RDF and RDF Schema
As mentioned above, XML by itself is meaningless. RDF (Resource Description Framework) comes to cope with it. RDF is used to express the meaning of entity and its relationship through a statement. A statement is a form or structure containing 3 important elements, namely Subject, Predicate, and Object also known as Triple. With RDF on the document, machine can easily identify each entity and how they are related. For instance “Qillbel” as the first entity (Subject) has relation (Predicate) “is the owner of” a second entity (Object), “Luwak Coffee Shop”.
This structure is the basic and natural way to describe the huge amount of data processed by machine. Each element is identified by unique URI that makes a concept are not just a word, but are tied to a unique definition that everyone can find on the Internet (Berners-Lee, Hendler, & Lassila, 2001).
In order to define properties and data type, RDF needs particular vocabulary known as RDF Schema. RDF Schema is can be defined as a vocabulary description language for describing properties and classes of RDF resources, with a semantics for generalization hierarchies of such properties and classes (Antoniou & Van Harmelen, 2004). The presence of RDF Schema provides modeling primitives for organizing RDF vocabularies hierarchically. By using RDF Schema, we can define the vocabulary; specify which properties apply to which kinds of object and what values they can take; and describe the relationships between object. Thus, RDFS makes semantic information machine-accessible, in accordance with the Semantic Web vision (Antoniou & Van Harmelen, 2004).

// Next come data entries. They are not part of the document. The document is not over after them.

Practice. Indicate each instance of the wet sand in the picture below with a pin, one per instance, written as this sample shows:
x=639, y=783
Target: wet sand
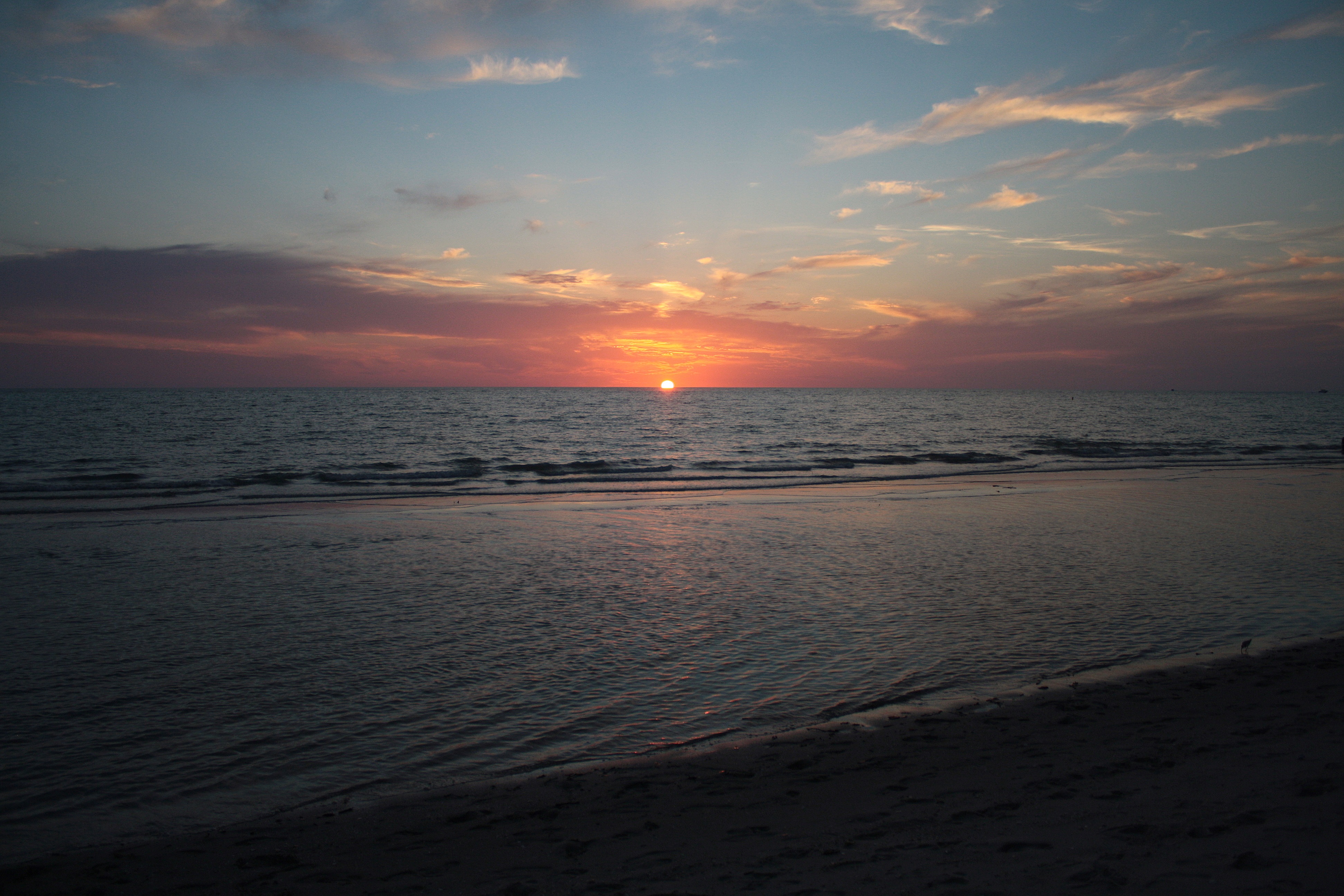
x=1218, y=777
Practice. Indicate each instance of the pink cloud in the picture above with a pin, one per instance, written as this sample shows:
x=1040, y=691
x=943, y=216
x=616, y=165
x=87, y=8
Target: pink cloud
x=198, y=316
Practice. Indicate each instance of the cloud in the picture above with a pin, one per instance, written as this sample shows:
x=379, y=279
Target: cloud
x=439, y=202
x=1010, y=198
x=1066, y=281
x=77, y=82
x=896, y=188
x=1138, y=162
x=1034, y=165
x=728, y=279
x=392, y=44
x=923, y=19
x=675, y=289
x=1324, y=25
x=405, y=274
x=1234, y=232
x=775, y=307
x=1129, y=101
x=834, y=260
x=202, y=316
x=518, y=72
x=1119, y=218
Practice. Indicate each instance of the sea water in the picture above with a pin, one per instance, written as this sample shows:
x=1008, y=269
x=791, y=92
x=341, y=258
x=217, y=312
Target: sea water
x=221, y=602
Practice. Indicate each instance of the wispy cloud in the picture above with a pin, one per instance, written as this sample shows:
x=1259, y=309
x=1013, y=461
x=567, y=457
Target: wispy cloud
x=268, y=319
x=1129, y=101
x=518, y=72
x=896, y=188
x=1250, y=230
x=405, y=276
x=437, y=200
x=74, y=82
x=1049, y=163
x=1324, y=25
x=1138, y=162
x=834, y=260
x=1010, y=198
x=386, y=44
x=924, y=19
x=1123, y=218
x=726, y=279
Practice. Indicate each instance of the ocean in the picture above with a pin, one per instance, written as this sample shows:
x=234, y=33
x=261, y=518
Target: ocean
x=222, y=602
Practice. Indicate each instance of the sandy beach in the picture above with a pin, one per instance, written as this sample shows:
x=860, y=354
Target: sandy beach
x=1213, y=777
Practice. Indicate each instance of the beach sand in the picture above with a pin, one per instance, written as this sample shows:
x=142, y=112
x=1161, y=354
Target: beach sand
x=1213, y=777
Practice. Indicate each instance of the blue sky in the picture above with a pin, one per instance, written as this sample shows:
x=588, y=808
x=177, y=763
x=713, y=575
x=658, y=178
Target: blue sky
x=879, y=193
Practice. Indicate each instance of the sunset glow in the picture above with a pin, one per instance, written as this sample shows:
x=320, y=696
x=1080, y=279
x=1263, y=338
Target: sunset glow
x=1018, y=215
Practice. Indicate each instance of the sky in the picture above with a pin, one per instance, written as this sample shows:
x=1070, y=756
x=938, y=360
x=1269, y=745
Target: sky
x=953, y=194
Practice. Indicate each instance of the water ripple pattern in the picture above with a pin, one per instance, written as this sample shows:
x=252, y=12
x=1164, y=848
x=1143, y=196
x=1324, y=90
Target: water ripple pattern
x=146, y=448
x=192, y=665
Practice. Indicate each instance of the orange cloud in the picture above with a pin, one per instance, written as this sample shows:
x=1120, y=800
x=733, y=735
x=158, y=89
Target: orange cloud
x=1129, y=101
x=1010, y=198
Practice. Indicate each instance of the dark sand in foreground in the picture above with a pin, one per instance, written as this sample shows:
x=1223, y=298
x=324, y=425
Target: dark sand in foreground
x=1210, y=778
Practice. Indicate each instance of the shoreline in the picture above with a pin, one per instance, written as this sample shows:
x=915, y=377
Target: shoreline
x=689, y=487
x=1221, y=774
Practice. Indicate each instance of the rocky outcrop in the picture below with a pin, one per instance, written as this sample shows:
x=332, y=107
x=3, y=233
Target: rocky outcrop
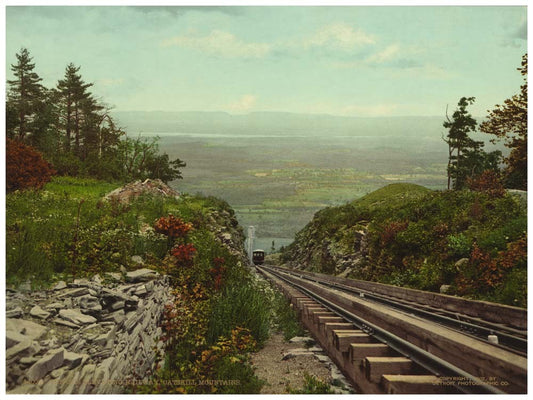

Although the RDF and RDF Schema provide some benefits to the concept of Semantic Web, they are limited to some extends. They are not expressive enough to interpret the meaning of the content of the Web. Semantic Web needs something that much more expressiveness. One solution is by using Ontology.
Ontology is one of the important parts in Semantic Web technology. Its role is to provide a set of inference rules that can be used to perform automated reasoning. This is important for the concept of Semantic Web since logics needs to be attached to the web in order to discover the meaning of information on the web. As we know that the terms or the XML codes attached in the web page hold the hidden meaning, this meaning can be defined by pointers to ontology by using unique URI. Therefore, the hidden meaning can be understood by machine and ambiguity can be avoided.
Further, as every domain has its own jargon, the existence of ontology’s file defines the relations among terms. This means that ontology can be used as a platform to shared understanding of a certain domain and can support a meaningful. With this concept, web application can reason about different worlds and environments and make a connection between them (Hella, 2014).
As a Semantic Web background, the benefit of using ontology is for information management and exchange that allowed reasoning service analyzes the knowledge stored in the resources (Hella, 2014). It can also enhance the accuracy of result in search engine since the searching is based on the meaning of the concept, rather than the ambiguous keywords. As a result, we can improve the functioning of nowadays Web when ontology is implemented.